現物株式

投資の世界に足を踏み入れると分かる事ですが、
株式投資には、「現物取引(現物株式)」と「信用取引(信用株式)」の二種類が存在しています。
この二つは、主にそれぞれの対比で使われる事が多く見られます。

具体的には、「現物取引」は、『自分自身で株に投資出来る金額=株を購入出来る金額』となるのに対し、
「信用取引」は『株に投資出来る自己資金分を担保として、その三倍まで株を購入出来る』手法です。
当然ながら、株を購入出来る金額の大きい信用取引の方が、実際の取引において、利益も損失も大きくなります。

借りにの話になりますが、もしも、現物取引・信用取引の二つの手法で同時に、
同じ銘柄の株式を100円で購入した場合、
現物取引で100株購入出来るなら信用取引なら300株程購入出来る事になります。
この為、取引が上手く成立して利益が出た場合、信用取引は三倍の利益が見込めます。

しかし反面、利益が上手くいかず損失を計上した場合、信用取引は三倍の損となってしまいます。
信用取引は損益がどちらに転んでも、現物取引の三倍になる為、非常にリスク&リターンの大きな取引方法なのです。

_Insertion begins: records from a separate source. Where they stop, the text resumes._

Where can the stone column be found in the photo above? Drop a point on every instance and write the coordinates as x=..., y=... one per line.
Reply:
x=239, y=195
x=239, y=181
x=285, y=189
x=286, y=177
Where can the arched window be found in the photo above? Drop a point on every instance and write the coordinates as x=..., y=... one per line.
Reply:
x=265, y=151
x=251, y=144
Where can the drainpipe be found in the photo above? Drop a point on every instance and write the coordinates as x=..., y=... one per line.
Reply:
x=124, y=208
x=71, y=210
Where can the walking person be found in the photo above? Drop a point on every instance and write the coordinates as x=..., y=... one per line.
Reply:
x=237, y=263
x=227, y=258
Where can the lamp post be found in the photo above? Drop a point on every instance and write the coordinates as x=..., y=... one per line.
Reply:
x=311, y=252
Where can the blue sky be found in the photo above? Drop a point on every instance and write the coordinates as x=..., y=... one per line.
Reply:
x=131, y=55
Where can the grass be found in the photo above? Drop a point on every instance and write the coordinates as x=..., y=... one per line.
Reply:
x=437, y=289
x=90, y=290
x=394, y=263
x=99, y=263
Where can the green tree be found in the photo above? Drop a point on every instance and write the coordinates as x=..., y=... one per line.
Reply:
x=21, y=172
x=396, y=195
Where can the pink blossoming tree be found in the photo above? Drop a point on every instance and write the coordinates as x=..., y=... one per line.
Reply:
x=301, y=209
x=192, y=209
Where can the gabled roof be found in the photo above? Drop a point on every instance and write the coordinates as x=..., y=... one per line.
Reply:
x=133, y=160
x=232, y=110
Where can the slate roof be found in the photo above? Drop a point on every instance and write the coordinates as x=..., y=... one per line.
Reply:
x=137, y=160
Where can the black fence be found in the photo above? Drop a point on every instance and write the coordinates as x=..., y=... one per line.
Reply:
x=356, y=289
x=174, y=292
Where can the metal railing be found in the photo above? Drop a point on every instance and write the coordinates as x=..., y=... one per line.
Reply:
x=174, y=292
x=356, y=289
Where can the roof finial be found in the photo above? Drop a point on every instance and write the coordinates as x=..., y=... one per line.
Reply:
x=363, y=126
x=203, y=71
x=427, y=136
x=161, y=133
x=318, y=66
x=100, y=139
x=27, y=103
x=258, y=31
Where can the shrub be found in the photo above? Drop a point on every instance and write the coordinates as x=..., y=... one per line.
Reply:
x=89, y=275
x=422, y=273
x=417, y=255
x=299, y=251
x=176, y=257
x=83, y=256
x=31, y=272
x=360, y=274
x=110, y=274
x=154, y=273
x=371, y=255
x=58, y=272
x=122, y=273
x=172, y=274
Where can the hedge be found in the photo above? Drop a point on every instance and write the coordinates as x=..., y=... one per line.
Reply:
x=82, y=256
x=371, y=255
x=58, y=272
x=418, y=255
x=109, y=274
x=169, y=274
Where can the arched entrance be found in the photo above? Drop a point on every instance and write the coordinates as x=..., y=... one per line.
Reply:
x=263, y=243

この為、株式の世界では一般的に、初心者にお勧めなのは現物取引とされています。
ゆくゆくは信用取引を扱うにしても、まずは現物取引で経験を事が推奨されます。

ここでは、その現物取引について、もう少し触れてみましょう。
株式の現物取引の魅力で挙げられるのは、信用取引に対して、リスクが少ない事です。
もしも投資に失敗した場合でも、損失は投資金額分に留まる為、最悪でも借金を背負わずに済ませる事が出来ます。
また、現物取引は、株式取引の基本である、
「自己資金の許す範囲内で、安く株式を買い、値上がりを待って売却し利益を出す」という一連の流れを、
まずは練習がてら繰り返せるという魅力があります。

ゆくゆくは信用取引を行うにしても、まずは数か月から一年程度は現物取引の範囲に投資を留め、
別の部分の株式の魅力である株主優待制度等を受け取る事から始めてみましょう。